Dass die Stücke live im Studio aufgenommen wurden, hört man nicht nur an dem sehr organischen Sound. Legt man die CD in den Player, dann ist in den ersten beiden Sekunden (bei laut eingestellter Anlage) das Wort „jetzt“ zu hören, dass dem Perkussionisten den Einsatz an seinem Cajon vermittelt. Dann setzen Cajon und Gitarre sowie ein mehrstimmiger Backgroundgesang ein. BC hat seine Ansage, die nur bei genauem Hinhören ersichtlich wird, nicht herausgeschnitten, um die Aufnahmen so authentisch wie möglich zu belassen. Sobald BC dann seinen Gesangseinsatz hat, tritt seine markante Stimme in den Vordergrund. Das hat schon was von Waits & Co., verbreitet aber auch einen ganz eigenen Charme. Das liegt sicherlich auch an der lockeren Melodie und der Instrumentierung mit z. B. dem Cello. Dieser erste Track ist auch gleich schon die Blaupause für das komplette Album.

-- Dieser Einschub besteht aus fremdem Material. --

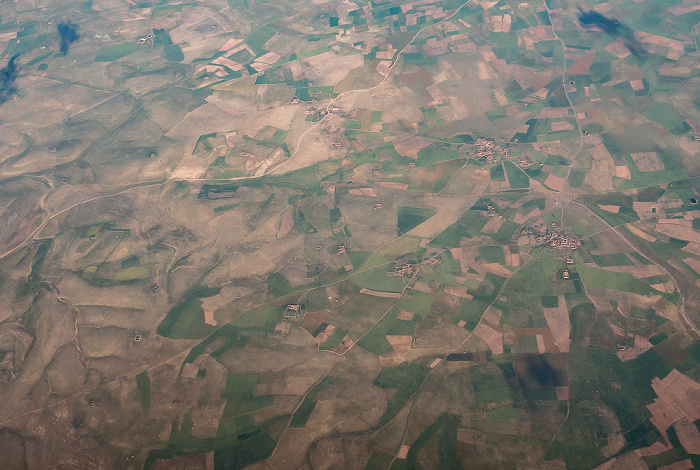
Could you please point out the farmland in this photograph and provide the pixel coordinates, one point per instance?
(349, 234)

Eine leichte Jazznote kommt am Anfang des zarten, verträumten Instrumentalstückes „Glass“ auf, wenn das Piano einsetzt. Dies wird um einen klassischen Ansatz durch das Cello erweitert. Eine sehr intensive Nummer. Der Song „On“ liegt in zwei Varianten vor. Als erstes findet sich der SloMoMix auf der CD. Dem Zusatz entsprechend handelt es sich um eine Downtempoversion, die aber einen gewissen Reiz hat und in einem akustischen Gewand daher kommt. BCs Stimme wirkt hier sehr kratzig und kauzig, so wie es auch Tom Waits der Fall ist. Der MoveMyAzzMix, den BC ziemlich ans Ende gesetzt hat, ist dynamischer und rockiger angelegt. Zwei hochgradig interessante Versionen des gleichen Songs.

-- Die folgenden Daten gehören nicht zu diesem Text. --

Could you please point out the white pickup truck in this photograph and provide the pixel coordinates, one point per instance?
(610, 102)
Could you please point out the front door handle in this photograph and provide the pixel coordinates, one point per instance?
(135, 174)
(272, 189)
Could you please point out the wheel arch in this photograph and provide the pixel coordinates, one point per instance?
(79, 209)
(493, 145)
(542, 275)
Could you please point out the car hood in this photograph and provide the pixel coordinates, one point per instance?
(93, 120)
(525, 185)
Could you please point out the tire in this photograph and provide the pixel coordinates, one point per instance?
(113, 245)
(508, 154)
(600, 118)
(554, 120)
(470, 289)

Darauf folgt dann mit „Reminisce“ wieder ein recht klassisches Stück mit zweistimmigem Piano und Cello. Eine Mischung aus Folk und Klassik kommt dann bei „Ablaze (JazzMyAzzMix)“ auf. BC interpretiert den Song so, als würde er ihn in einer verrauchten Hotelbar spielen. Später kommt dann mit dem Schlagzeug, das mit einem Besen bearbeitet wird, noch eine leicht jazzige Note hinzu. Dieser Song ist aber in keiner weiteren Version auf dem Silberling enthalten. Während „Tear (WatershedMix)“ ehr verträumt und zerbrechlich klingt, wird es im Instrumental „Irsicendent“ leicht rockig mit einer Spur Folk.

In diesem Stil ist die ganze Platte gehalten. Die Stücke wirken durch ihre Instrumentierung und teilweise auch Reduzierung auf das Notwendigste sehr homogen und organisch. Die Mischung stimmt und die charismatische und teilweise auch etwas kauzige Stimme von BC sorgt für einen gewissen Kontrast zur sehr verträumten und melodischen Musik. Aber genau das macht den Reiz dieses Albums aus.